ALBUM REVIEW: Inge Thomson “Shipwrecks & Static”

Label: Navigator
Release Date: 10.05.2010

The debut solo album from the Fare Isle’s own Inge Thomson is something very individual and very distinctive. Be warned – not everyone is going to like “Shipwrecks & Static”.

On her own website the new release is explained as “an eccentric marriage between melodic instruments and the bleeps and squeaks of electronic tomfoolery“, and there is a curiosity (almost a worry) whether Thomson manages to balance such differing strands.

‘Fighting Song’, ‘Where Do I Sign’ and ‘Girl With The Swan’s Head’, are all prime examples of tracks where this balance isn’t quite right. The vocals are distinct and softly melodic, only adding weight to offset the balance. In particular ‘Fighting Song’ sounds like a clash between the soundtrack of  “Vanilla Sky” and a drinking song, whilst ‘Girl With The Swan’s Head’ certainly has potential bar the electronica breakdowns which may be too progressive and in some ways too disjointed.

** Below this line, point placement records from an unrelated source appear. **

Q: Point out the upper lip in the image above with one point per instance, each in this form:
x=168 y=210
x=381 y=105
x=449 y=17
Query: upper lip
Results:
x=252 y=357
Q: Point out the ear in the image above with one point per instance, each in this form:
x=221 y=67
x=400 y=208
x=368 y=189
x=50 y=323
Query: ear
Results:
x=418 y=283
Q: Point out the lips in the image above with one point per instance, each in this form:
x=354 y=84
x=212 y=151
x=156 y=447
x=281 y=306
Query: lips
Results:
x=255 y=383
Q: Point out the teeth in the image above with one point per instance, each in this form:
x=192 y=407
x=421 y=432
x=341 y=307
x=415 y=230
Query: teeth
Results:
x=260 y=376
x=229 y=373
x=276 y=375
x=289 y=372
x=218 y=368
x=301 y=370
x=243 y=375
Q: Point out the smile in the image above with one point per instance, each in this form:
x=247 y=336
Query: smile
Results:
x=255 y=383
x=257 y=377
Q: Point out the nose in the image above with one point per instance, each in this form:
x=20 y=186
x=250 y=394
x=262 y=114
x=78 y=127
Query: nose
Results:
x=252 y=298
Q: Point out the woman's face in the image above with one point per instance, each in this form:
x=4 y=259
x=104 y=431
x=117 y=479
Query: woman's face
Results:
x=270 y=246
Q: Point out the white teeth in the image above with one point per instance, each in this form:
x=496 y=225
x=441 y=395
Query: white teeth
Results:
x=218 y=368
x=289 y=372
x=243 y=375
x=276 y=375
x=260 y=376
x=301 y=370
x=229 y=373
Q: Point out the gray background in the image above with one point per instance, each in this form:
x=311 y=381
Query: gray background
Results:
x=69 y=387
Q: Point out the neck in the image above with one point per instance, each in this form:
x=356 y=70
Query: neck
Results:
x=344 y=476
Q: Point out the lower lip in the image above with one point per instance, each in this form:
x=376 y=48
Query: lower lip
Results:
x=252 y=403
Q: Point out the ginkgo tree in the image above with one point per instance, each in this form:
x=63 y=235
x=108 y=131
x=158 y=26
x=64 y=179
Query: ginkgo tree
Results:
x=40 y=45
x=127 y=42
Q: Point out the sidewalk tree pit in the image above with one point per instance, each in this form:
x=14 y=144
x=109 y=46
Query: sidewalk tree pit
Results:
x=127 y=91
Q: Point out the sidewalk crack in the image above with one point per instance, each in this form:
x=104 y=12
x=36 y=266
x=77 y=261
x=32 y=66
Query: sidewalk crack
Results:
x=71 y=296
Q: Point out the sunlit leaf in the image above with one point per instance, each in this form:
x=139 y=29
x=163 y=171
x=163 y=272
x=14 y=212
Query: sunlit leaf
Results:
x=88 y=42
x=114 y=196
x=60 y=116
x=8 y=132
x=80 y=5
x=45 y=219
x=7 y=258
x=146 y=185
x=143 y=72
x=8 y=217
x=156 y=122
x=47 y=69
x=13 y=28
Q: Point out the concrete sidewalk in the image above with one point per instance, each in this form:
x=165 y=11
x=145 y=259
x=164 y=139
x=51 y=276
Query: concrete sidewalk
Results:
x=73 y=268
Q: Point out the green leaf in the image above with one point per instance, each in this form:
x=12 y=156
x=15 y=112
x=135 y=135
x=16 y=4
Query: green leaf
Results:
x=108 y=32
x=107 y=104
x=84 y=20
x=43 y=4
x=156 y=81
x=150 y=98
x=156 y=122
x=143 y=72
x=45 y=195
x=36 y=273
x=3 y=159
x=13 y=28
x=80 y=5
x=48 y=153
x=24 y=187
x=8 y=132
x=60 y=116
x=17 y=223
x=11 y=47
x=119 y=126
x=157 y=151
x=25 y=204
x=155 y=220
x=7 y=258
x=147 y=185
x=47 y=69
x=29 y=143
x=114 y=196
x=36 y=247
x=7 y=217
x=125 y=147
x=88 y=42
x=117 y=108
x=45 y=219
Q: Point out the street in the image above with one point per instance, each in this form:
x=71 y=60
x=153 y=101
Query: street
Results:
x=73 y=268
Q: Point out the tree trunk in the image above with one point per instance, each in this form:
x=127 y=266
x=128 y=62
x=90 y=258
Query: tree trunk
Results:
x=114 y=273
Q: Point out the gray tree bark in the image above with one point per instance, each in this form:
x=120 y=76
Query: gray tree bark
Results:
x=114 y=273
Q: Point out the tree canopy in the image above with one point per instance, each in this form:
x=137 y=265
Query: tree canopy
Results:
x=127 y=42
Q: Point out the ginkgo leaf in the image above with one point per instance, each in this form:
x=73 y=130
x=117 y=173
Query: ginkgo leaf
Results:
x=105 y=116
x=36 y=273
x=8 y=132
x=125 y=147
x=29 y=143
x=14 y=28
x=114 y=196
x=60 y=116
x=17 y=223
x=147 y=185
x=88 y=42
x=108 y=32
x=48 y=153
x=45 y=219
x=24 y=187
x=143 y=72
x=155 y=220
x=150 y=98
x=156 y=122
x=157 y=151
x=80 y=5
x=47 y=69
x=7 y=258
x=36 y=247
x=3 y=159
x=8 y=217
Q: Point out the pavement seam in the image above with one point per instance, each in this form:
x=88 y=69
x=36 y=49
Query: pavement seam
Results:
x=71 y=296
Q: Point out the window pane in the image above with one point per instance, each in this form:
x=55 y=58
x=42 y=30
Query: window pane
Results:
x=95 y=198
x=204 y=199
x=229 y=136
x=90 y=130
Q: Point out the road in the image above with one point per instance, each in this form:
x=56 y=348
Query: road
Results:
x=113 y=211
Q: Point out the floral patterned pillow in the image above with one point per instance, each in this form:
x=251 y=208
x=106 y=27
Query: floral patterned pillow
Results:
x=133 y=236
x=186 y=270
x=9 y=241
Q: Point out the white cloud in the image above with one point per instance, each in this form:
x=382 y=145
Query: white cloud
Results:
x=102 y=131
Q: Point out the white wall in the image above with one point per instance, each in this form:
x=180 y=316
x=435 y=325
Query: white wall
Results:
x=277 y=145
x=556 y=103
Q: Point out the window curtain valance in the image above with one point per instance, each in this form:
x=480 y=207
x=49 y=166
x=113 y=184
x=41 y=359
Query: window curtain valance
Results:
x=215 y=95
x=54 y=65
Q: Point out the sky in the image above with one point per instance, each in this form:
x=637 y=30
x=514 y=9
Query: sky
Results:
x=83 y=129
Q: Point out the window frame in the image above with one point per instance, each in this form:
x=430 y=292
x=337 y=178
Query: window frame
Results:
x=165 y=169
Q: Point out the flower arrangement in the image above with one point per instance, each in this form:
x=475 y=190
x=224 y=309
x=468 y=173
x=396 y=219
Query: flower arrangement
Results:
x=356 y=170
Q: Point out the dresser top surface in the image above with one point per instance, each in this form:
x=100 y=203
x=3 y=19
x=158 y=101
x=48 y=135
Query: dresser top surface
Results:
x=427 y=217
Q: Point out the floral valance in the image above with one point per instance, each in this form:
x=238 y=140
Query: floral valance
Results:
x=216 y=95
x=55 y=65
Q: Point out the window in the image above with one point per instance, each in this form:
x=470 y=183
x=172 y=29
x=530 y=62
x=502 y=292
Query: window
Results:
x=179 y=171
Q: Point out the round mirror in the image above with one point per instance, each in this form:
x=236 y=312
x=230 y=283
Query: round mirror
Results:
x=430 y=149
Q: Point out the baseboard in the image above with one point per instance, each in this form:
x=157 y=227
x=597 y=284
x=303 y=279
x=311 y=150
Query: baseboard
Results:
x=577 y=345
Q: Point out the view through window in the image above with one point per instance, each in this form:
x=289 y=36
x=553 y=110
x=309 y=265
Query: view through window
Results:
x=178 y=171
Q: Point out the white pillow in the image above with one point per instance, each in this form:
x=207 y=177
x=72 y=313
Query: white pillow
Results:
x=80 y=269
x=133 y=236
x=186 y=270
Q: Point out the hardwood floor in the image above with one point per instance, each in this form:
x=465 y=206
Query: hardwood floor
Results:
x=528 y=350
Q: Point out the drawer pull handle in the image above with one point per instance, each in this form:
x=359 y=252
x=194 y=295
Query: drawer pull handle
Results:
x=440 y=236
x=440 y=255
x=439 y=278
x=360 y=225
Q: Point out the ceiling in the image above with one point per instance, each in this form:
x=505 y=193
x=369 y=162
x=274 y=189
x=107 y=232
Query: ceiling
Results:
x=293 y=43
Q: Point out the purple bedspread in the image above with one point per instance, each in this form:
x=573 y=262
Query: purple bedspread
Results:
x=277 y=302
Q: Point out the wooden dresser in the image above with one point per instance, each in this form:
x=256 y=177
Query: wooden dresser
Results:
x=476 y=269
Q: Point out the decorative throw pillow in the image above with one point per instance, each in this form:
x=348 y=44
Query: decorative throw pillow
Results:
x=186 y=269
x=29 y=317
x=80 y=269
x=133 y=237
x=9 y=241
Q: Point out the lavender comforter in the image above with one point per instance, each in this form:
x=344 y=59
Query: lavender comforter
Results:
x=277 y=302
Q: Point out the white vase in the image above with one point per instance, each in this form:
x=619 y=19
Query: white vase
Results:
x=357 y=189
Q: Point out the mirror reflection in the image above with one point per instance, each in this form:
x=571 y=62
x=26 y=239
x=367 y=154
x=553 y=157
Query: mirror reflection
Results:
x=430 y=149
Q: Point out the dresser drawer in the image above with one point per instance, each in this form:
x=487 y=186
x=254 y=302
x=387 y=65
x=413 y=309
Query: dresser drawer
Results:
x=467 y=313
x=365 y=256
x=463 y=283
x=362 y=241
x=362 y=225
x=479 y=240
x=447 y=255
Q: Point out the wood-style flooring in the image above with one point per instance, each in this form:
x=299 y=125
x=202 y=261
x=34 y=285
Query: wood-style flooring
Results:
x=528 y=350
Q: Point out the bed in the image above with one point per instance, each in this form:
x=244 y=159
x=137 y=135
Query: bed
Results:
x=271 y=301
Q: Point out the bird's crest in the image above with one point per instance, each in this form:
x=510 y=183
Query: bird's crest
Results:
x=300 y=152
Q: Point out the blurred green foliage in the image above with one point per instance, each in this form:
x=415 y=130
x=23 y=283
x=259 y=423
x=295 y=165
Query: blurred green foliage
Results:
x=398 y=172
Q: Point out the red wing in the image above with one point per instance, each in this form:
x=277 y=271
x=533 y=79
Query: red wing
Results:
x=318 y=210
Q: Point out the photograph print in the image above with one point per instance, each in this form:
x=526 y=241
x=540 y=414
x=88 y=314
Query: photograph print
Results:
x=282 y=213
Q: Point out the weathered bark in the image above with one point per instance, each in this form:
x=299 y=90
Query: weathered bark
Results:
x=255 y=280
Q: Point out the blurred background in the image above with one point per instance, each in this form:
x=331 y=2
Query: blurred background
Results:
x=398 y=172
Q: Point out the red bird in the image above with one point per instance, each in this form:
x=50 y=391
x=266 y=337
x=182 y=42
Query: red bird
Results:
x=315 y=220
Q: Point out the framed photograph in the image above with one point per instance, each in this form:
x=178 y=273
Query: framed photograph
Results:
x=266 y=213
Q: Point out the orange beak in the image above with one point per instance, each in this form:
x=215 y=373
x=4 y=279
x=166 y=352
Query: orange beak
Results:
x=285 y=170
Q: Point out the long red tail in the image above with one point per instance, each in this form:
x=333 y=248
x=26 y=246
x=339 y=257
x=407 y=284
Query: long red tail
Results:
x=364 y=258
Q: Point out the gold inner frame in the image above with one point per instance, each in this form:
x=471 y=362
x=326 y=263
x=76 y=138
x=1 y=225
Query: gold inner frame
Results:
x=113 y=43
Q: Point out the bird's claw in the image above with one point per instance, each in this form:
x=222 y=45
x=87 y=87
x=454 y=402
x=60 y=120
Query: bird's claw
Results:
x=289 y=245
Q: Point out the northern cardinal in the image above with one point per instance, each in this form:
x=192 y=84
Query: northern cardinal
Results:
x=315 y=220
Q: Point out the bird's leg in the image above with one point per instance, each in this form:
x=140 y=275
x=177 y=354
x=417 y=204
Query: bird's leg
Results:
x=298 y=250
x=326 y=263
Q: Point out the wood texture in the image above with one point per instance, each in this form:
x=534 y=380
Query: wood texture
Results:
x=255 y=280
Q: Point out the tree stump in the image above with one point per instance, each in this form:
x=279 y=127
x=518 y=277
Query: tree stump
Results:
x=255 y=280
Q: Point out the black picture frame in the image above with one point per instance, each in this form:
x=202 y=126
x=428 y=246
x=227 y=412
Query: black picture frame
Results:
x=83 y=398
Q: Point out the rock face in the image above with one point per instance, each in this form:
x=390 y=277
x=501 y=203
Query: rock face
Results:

The above said, this album has some true highlights in the form of the poem ‘Cradle Song’ originally written by Louis MacNeice, again with beautiful vocals centre stage. The balance which Thomson battles to hold throughout the album, is perfect in this track, the melody and the electronic accents do not overpower each other, completely in harmony for just over three blissful minutes. Originally composed in 1940 by MacNeice following frictions he experienced with his then lover Eleanor Clark, and the political tensions of the era, the work Thomson has put into this is unquestionably invigorating. ‘John’, with it’s sea shanty air, also hits the nail on the head. From start to finish there is something quite pleasant and jovial about the whole track.

Overall the album is distinct in it’s progressive usage of electronics, but the beautiful harmonies and melodies that Thomson’s work realises and develops are marginalised unfortunately. The real shame is that some tracks find that balance and Inge Thomson is definitely on our radar for the future!